If we apply the above rewrite rule, we'd find that the proof using $\mathtt{flip}$ actually rewrites into the first proof of the second theorem. If you're gung-ho, you can draw out the derivation that represents the proof using $\mathtt{flip}$ and apply the rewrite rule on derivations above until you get the second derivation you presented. In this case, $\mathcal{D}_1$ will be the derivation of $\mathtt{flip}$ and $\mathcal{D}_2$ will be your first derivation. However, after applying the rewrite rule once, you'll see that it can be applied again (and one more time after that). However, it is not the case that all derivations of the same proof rewrite to each other.

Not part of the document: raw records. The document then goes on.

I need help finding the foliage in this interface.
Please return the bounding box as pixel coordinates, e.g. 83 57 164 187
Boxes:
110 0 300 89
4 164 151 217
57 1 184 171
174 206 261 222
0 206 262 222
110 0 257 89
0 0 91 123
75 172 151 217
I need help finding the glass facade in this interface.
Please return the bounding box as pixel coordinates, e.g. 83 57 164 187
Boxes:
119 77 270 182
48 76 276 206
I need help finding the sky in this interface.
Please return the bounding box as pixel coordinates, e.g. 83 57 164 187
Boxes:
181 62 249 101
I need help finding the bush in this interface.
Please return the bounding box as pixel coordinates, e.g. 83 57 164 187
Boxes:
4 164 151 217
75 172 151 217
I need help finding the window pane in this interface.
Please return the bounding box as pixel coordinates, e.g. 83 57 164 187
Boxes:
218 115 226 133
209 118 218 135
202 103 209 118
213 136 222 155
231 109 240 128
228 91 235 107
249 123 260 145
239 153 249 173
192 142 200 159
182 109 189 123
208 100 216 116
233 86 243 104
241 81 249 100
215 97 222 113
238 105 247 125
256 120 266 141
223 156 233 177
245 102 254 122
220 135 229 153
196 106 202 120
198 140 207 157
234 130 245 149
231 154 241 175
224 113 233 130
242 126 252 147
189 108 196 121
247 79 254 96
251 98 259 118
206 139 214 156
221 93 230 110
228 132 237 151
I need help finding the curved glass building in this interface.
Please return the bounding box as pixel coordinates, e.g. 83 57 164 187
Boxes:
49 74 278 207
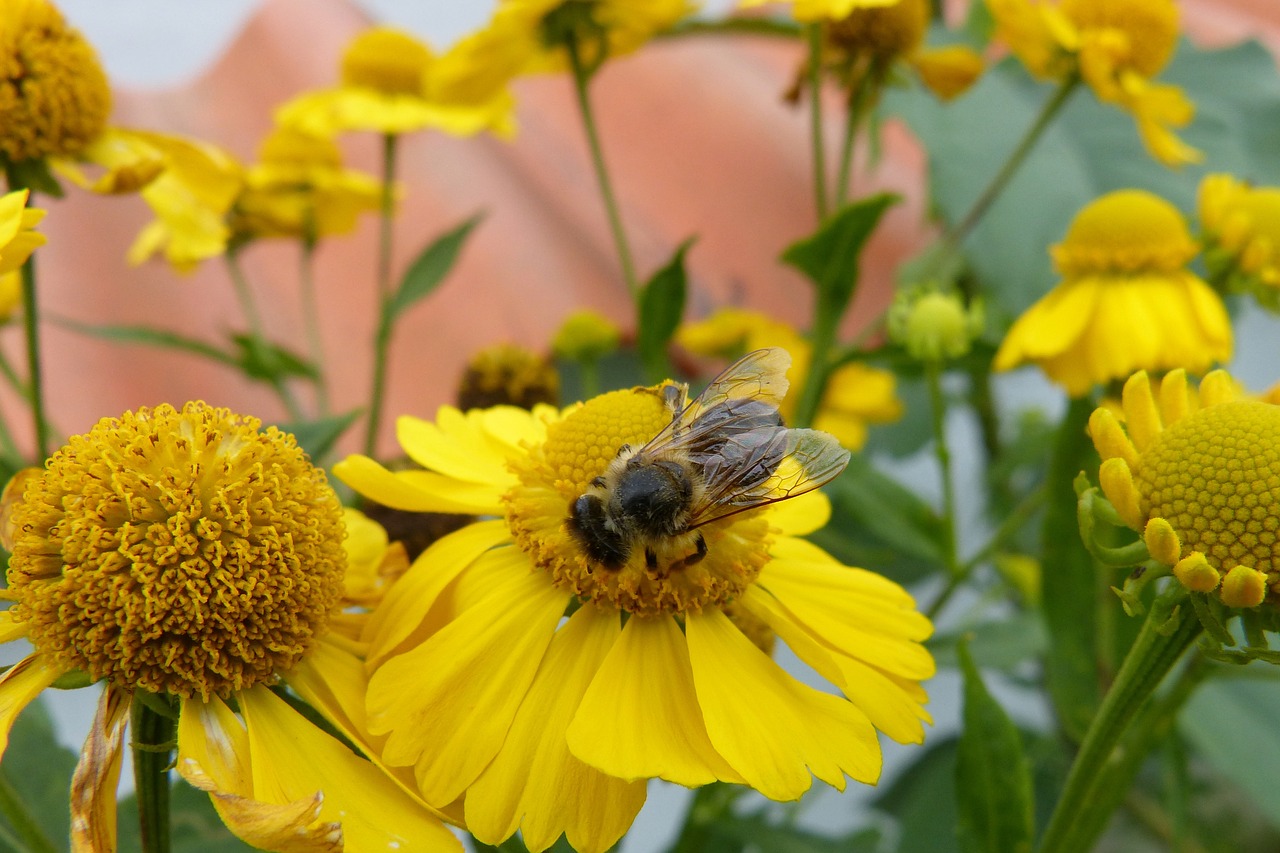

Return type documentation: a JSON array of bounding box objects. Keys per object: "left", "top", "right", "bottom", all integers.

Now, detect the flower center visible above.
[
  {"left": 1051, "top": 190, "right": 1197, "bottom": 277},
  {"left": 1134, "top": 401, "right": 1280, "bottom": 581},
  {"left": 504, "top": 388, "right": 772, "bottom": 616},
  {"left": 342, "top": 27, "right": 431, "bottom": 95},
  {"left": 9, "top": 403, "right": 346, "bottom": 698},
  {"left": 0, "top": 0, "right": 111, "bottom": 163}
]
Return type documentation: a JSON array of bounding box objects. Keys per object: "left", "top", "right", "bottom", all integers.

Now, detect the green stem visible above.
[
  {"left": 1039, "top": 587, "right": 1204, "bottom": 853},
  {"left": 564, "top": 36, "right": 640, "bottom": 305},
  {"left": 298, "top": 240, "right": 329, "bottom": 418},
  {"left": 805, "top": 23, "right": 831, "bottom": 222},
  {"left": 132, "top": 699, "right": 177, "bottom": 853},
  {"left": 932, "top": 74, "right": 1080, "bottom": 269},
  {"left": 225, "top": 250, "right": 302, "bottom": 420},
  {"left": 0, "top": 776, "right": 58, "bottom": 853},
  {"left": 365, "top": 133, "right": 398, "bottom": 456}
]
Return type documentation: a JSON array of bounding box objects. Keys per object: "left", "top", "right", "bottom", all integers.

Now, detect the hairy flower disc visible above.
[
  {"left": 504, "top": 388, "right": 771, "bottom": 616},
  {"left": 0, "top": 0, "right": 111, "bottom": 161},
  {"left": 9, "top": 402, "right": 347, "bottom": 699},
  {"left": 1134, "top": 400, "right": 1280, "bottom": 589}
]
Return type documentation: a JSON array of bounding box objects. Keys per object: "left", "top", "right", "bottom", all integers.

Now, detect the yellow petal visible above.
[
  {"left": 333, "top": 453, "right": 506, "bottom": 515},
  {"left": 466, "top": 606, "right": 645, "bottom": 853},
  {"left": 238, "top": 686, "right": 462, "bottom": 853},
  {"left": 740, "top": 585, "right": 933, "bottom": 743},
  {"left": 366, "top": 520, "right": 511, "bottom": 666},
  {"left": 568, "top": 616, "right": 742, "bottom": 788},
  {"left": 369, "top": 552, "right": 568, "bottom": 806},
  {"left": 70, "top": 686, "right": 133, "bottom": 853},
  {"left": 0, "top": 654, "right": 63, "bottom": 756},
  {"left": 685, "top": 610, "right": 881, "bottom": 800}
]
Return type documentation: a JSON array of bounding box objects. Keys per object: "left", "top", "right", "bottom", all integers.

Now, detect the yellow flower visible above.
[
  {"left": 676, "top": 307, "right": 902, "bottom": 451},
  {"left": 458, "top": 343, "right": 559, "bottom": 411},
  {"left": 229, "top": 127, "right": 381, "bottom": 241},
  {"left": 1089, "top": 370, "right": 1280, "bottom": 607},
  {"left": 0, "top": 403, "right": 460, "bottom": 852},
  {"left": 276, "top": 27, "right": 513, "bottom": 136},
  {"left": 0, "top": 0, "right": 111, "bottom": 163},
  {"left": 334, "top": 368, "right": 933, "bottom": 853},
  {"left": 1199, "top": 174, "right": 1280, "bottom": 310},
  {"left": 0, "top": 190, "right": 45, "bottom": 275},
  {"left": 987, "top": 0, "right": 1203, "bottom": 165},
  {"left": 992, "top": 190, "right": 1231, "bottom": 397}
]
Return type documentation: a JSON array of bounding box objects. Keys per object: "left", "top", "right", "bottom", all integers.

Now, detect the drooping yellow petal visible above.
[
  {"left": 369, "top": 550, "right": 568, "bottom": 806},
  {"left": 741, "top": 587, "right": 933, "bottom": 743},
  {"left": 366, "top": 519, "right": 511, "bottom": 666},
  {"left": 568, "top": 616, "right": 742, "bottom": 788},
  {"left": 685, "top": 610, "right": 881, "bottom": 800},
  {"left": 333, "top": 453, "right": 504, "bottom": 515},
  {"left": 238, "top": 685, "right": 462, "bottom": 853},
  {"left": 70, "top": 686, "right": 133, "bottom": 853},
  {"left": 466, "top": 606, "right": 645, "bottom": 853},
  {"left": 0, "top": 654, "right": 63, "bottom": 756}
]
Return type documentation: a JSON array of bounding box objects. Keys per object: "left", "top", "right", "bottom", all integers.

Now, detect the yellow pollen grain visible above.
[
  {"left": 9, "top": 403, "right": 346, "bottom": 698},
  {"left": 1134, "top": 401, "right": 1280, "bottom": 591}
]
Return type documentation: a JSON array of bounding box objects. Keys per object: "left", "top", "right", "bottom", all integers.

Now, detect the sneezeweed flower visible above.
[
  {"left": 1089, "top": 370, "right": 1280, "bottom": 608},
  {"left": 1198, "top": 174, "right": 1280, "bottom": 311},
  {"left": 334, "top": 366, "right": 933, "bottom": 853},
  {"left": 276, "top": 27, "right": 515, "bottom": 136},
  {"left": 0, "top": 402, "right": 456, "bottom": 850},
  {"left": 987, "top": 0, "right": 1203, "bottom": 167},
  {"left": 228, "top": 127, "right": 381, "bottom": 243},
  {"left": 992, "top": 190, "right": 1231, "bottom": 397},
  {"left": 676, "top": 307, "right": 902, "bottom": 451},
  {"left": 0, "top": 0, "right": 111, "bottom": 164},
  {"left": 458, "top": 343, "right": 559, "bottom": 411}
]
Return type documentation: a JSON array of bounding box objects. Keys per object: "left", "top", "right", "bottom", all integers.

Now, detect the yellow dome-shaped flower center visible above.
[
  {"left": 1061, "top": 0, "right": 1178, "bottom": 77},
  {"left": 342, "top": 27, "right": 431, "bottom": 95},
  {"left": 9, "top": 403, "right": 347, "bottom": 697},
  {"left": 1134, "top": 401, "right": 1280, "bottom": 583},
  {"left": 1051, "top": 190, "right": 1198, "bottom": 278},
  {"left": 827, "top": 0, "right": 929, "bottom": 60},
  {"left": 0, "top": 0, "right": 111, "bottom": 163},
  {"left": 504, "top": 388, "right": 771, "bottom": 616}
]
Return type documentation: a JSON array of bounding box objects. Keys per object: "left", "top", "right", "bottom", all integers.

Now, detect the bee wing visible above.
[
  {"left": 691, "top": 427, "right": 849, "bottom": 528},
  {"left": 641, "top": 347, "right": 791, "bottom": 452}
]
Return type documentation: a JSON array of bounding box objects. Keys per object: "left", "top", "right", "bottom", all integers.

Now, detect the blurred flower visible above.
[
  {"left": 0, "top": 0, "right": 111, "bottom": 163},
  {"left": 992, "top": 190, "right": 1231, "bottom": 397},
  {"left": 276, "top": 27, "right": 515, "bottom": 136},
  {"left": 229, "top": 127, "right": 381, "bottom": 242},
  {"left": 458, "top": 343, "right": 559, "bottom": 411},
  {"left": 1198, "top": 174, "right": 1280, "bottom": 311},
  {"left": 676, "top": 307, "right": 902, "bottom": 451},
  {"left": 987, "top": 0, "right": 1203, "bottom": 165},
  {"left": 1089, "top": 370, "right": 1280, "bottom": 607},
  {"left": 334, "top": 388, "right": 933, "bottom": 853},
  {"left": 0, "top": 402, "right": 461, "bottom": 850},
  {"left": 0, "top": 190, "right": 45, "bottom": 275}
]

There can be multiple distinct derivations even modulo the equivalence relation induced by the rewrite rules. These correspond to the potential multiple normal form terms of a given type in the lambda calculus.

Answer 2

I think I have found the answer to my question myself:

The order in which assumptions are discharged is irrelevant. Assumption are all put together in a big conjunction. Say we have deduced a proposition $c$ with our assumptions $x_1$ to $x_n$. Then we have

\begin{align*} \left(\bigwedge_{i=1}^n x_i\right) \implies c \end{align*}

We can now manipulate this term as follows

\begin{align*} & \left(\bigwedge_{i=1}^n x_i\right) \implies c\\ \iff & \lnot \left(\bigwedge_{i=1}^n x_i\right) \lor c\\ \iff & \left( \bigvee_{i=1}^n \lnot x_i\right) \lor c \end{align*}

At this point we can continue like so:

\begin{align*} & \left( \bigvee_{i=1}^n \lnot x_i\right) \lor c\\ \iff & \left( \bigvee_{i=1}^{n-1} \lnot x_i\right) \lor \lnot x_n \lor c\\ \iff & \left( \bigvee_{i=1}^{n-1} \lnot x_i\right) \lor x_n \implies c\\ \iff & \left( \bigvee_{i=1}^{n-2} \lnot x_i\right) \lor x_{n-1} \implies x_n \implies c\\ \iff & x_1 \implies \dots \implies x_{n-1} \implies x_n \implies c \end{align*}

But note that as the disjunction is commutative we could also have proceeded this way:

\begin{align*} & \left( \bigvee_{i=1}^n \lnot x_i\right) \lor c\\ \iff & \left( \bigvee_{i=2}^{n} \lnot x_i\right) \lor \lnot x_1 \lor c\\ \iff & \left( \bigvee_{i=2}^{n} \lnot x_i\right) \lor x_1 \implies c\\ \end{align*}

Or any other way. This shows that the order in which we discharge assumptions does not matter.

Edit:

apparently this cannot be correct, as the answer by Derek Elkins says the order does matter.